The Bidvest deal was later cancelled and government said it was aiming to establish a Fleet Management Unit (FMU) within the ministry of finance to manage the vehicle fleet for the government. In his February letter, marked private and confidential, ’Mabathoana also took issue with the fact that government had cancelled the tender for procurement of fleet specialist services citing “invalid and dubious reasons”.In March last year, government invited tenders for procurement of the services of a fleet expert to “assist government with managing the FMU and impart knowledge and skills to the FMU personnel”.

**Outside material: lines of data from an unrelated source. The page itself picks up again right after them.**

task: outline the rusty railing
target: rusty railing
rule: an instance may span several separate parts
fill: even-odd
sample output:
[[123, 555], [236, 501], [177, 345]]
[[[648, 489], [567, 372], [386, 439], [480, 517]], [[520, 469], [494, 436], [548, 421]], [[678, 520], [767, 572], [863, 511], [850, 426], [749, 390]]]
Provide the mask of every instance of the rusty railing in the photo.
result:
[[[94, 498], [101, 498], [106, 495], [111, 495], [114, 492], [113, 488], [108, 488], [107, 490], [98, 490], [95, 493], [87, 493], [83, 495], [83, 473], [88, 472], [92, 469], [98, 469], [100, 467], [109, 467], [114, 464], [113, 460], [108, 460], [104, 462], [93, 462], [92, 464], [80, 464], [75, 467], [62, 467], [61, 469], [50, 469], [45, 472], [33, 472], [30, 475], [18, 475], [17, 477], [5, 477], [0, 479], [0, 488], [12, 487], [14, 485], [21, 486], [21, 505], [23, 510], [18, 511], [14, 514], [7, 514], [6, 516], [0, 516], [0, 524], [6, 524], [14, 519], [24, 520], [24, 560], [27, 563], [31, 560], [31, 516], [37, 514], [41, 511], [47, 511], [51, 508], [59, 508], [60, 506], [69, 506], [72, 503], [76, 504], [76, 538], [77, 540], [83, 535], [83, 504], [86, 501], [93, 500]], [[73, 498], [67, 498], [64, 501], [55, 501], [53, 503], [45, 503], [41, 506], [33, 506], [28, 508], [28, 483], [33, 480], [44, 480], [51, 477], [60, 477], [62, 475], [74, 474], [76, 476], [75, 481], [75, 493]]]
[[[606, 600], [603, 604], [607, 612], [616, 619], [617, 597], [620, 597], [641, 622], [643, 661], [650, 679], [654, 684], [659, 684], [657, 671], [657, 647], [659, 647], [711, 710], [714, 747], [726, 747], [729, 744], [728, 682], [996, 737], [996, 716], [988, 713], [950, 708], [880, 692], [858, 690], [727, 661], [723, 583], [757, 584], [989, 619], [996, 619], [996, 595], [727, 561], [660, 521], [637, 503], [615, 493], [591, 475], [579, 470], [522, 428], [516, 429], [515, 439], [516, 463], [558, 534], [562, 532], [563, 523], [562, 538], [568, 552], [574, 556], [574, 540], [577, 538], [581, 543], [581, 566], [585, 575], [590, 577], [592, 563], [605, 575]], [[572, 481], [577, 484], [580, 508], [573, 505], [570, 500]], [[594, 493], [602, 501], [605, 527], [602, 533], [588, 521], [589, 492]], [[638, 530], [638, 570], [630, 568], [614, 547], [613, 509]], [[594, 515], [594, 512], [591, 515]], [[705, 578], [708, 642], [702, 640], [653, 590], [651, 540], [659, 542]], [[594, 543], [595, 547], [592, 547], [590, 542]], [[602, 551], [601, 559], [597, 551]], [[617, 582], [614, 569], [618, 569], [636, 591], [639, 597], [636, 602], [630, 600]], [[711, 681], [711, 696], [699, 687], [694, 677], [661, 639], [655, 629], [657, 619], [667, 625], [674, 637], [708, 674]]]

The fleet specialist would also “assist government in developing transport policy, procuring fleet management system and also conduct government fleet management and/or ownership options analysis study”. The tender advertisement, published on March 31 last year, indicated that the fleet manager would assume duties from July 3 2017, to March 31, 2018. ’Mabathoana told the coalition government leaders that “to date, seven months later”, the project has not commenced and as a result, “government fleet requirements are in dire straits and largely compromised”.